We focus our training at the operating point of model scale that allows real-time control of real-world robots, currently around 1.2B parameters in the case of Gato. As hardware and model architectures improve, this operating point will naturally increase the feasible model size, pushing generalist models higher up the scaling law curve. For simplicity Gato was trained offline in a purely supervised manner; however, in principle, there is no reason it could not also be trained with either offline or online reinforcement learning (RL).
And there is, of course, absolutely no reason to think that it wouldn’t get as good as text/image models like Flamingo or the new ULM2 if it was trained & scaled as much as they were; the problem is that you can’t run such large dense models at the necessary low latency for realtime robotics… Perhaps finally a genuine application for MoEs to enable plugging in very large unimodal/multimodal models.
A principled solution would probably involve running different parts of the model at different frequencies.

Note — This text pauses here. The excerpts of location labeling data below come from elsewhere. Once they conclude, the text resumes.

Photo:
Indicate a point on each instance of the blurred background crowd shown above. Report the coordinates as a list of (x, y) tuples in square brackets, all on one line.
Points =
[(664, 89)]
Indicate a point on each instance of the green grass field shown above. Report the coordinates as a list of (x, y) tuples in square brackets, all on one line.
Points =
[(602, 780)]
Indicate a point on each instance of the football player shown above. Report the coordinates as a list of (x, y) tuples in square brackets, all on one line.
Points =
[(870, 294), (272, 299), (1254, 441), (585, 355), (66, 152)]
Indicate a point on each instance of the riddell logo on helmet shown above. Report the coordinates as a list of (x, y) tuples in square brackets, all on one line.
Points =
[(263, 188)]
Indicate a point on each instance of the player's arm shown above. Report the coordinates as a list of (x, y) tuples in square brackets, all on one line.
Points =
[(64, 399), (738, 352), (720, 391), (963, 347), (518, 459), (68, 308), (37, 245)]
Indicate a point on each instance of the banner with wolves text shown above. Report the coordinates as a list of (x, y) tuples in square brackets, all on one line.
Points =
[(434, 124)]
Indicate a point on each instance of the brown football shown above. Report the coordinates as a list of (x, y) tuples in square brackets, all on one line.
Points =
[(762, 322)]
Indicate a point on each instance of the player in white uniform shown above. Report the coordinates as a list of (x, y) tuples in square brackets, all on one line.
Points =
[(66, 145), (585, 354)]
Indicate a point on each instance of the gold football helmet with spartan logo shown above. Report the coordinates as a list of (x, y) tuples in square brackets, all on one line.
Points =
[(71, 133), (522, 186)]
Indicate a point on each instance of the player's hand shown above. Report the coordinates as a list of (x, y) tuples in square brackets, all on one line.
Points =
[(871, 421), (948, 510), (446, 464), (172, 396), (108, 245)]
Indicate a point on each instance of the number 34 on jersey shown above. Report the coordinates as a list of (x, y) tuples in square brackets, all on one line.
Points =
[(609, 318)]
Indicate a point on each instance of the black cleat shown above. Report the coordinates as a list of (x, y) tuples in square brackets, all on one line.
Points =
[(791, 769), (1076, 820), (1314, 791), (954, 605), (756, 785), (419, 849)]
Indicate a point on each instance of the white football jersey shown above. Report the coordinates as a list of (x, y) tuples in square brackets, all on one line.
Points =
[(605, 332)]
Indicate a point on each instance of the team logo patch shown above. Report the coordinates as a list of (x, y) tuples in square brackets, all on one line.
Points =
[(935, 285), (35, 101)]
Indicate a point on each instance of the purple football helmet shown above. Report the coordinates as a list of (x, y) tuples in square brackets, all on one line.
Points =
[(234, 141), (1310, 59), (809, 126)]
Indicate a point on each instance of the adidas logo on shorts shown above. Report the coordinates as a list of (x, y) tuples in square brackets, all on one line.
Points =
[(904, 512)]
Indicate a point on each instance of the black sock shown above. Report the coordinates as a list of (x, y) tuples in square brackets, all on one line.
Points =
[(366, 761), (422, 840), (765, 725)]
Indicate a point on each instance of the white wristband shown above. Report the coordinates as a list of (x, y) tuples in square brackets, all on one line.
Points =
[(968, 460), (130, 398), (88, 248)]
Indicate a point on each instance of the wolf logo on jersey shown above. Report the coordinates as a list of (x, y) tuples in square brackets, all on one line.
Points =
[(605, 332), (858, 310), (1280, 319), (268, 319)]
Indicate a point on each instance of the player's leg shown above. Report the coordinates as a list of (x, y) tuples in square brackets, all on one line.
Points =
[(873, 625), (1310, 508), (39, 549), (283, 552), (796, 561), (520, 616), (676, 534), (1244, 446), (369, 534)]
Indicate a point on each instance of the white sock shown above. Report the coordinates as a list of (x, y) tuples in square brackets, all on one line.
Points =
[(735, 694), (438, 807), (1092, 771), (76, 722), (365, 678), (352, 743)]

But you could also just scale breadth and see how far it goes. The human brain is not very deep—just recursive.
A friend pointed out on Facebook that Gato uses TPU-v3′s. Not sure why—I thought Google already had v4′s available for internal use a while ago? In any case, the TPU-v4 might potentially help a lot for the latency issue.
Indeed but to slightly counter balance this, at the same time, it looks like it was trained on ~500B tokens (while ~300B were used for GPT-3 and for GPT-2 something like ~50B).
Most of those tokens were spent on the RL tasks, which were 85% of the corpus. Looking at the table 1a/1b which, the pure text modeling tasks looks like they were 10% weight with the other 5% being the image caption datasets*; so if it did 5 x 1e11 tokens total (Figure 9), then presumably it only saw a tenth of that as actual pure text comparable to GPT-2, or 50b tokens. It’s also a small model so it is less sample-efficient and will get less than n billion tokens’ worth if you are mentally working back from “well, GPT-3 used x billion tokens”).
Considering further that it was not necessarily trained to convergence on the language modeling task (actually, come to think of it, how even did they decide when to stop training? they certainly didn’t derive scaling laws on the overall task mix & train Gato in a compute-optimal fashion… was Gato converged on any tasks?), and remembering just how dumb GPT-2 is by contemporary standards (which have been moving the goalposts at supersonic speed), the sample dialogues don’t look all that surprisingly dumb to me given its size & token count & training setup.
* image grounding is great and all that, but I don’t expect it to be all that useful for knowing ‘Marseilles is not the capital of France’.
Looking at the image captioning and text prediction responses, it doesn’t appear to be very good at either...
It’s smaller than GPT-2. Only 1.2B params.
And there is, of course, absolutely no reason to think that it wouldn’t get as good as text/image models like Flamingo or the new ULM2 if it was trained & scaled as much as they were; the problem is that you can’t run such large dense models at the necessary low latency for realtime robotics… Perhaps finally a genuine application for MoEs to enable plugging in very large unimodal/multimodal models.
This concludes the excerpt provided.